# Gecko unable to pip egg?



## RussellS (Jun 13, 2013)

Hi guys, mu first leopard gecko hatched last Wednesday (now Sunday), it's clutch mate hasn't hatched yet, but there are little holes in the top of the egg, they look like they are made from inside and don't go through the shell completely. It looks like the hatchling has tried to pip the egg but failed. Any advice?
I have a picture, but I don't think I can attach it on here.
Thanks
Russell


----------



## vgorst (Sep 27, 2011)

I would leave it for a little longer and not disturb the incubator, see if he can make his own way out. There isn't really much you can do, if the hatchling can't get out of the egg alone then it's weak for some reason and just not meant to be.


----------



## RussellS (Jun 13, 2013)

It's not recommended to help pip the holes the hatchling has already attempted then?
The shell of the egg seems quite hard. I know they are meant to be soft shelled, is it possible the shell can be too hard?


----------



## Crestiezoo (Jan 8, 2013)

When I started out breeding Cresties I had a similar problem. A couple of my eggs would pip and then not go any further. I left them, they never hatched. 
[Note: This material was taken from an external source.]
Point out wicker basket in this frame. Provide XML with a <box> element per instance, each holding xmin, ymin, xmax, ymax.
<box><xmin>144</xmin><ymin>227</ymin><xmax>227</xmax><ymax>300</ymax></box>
The next time it happened I gave it a couple of extra days, still didn't hatch alone so I aided it in hatching. I kept the little one back for myself, it grew up just fine! But that's not always the case...

However with experience over the years, I improved my incubation methods, care for breeding females and diets. And these days I don't have that problem any more. The only eggs that I have now that don't hatch on their own, are ones that turn bad early on! 

Personally its up to you. If the gecko can't hatch from a healthy egg the likely hood is the gecko is weaker than it should be, so natural selection kicks in early! The weak don't hatch. That being said, sometimes shells are thicker and a healthy baby genuinely cant hatch, in which case I would aid it. There are lots of factors effecting hatch rate, get these ironed out in future and you shouldn't have this problem 

Either way, its your choice  Lots of people will say leave it alone, others will say help it... 

Sorry I wasn't a lot of help!!


----------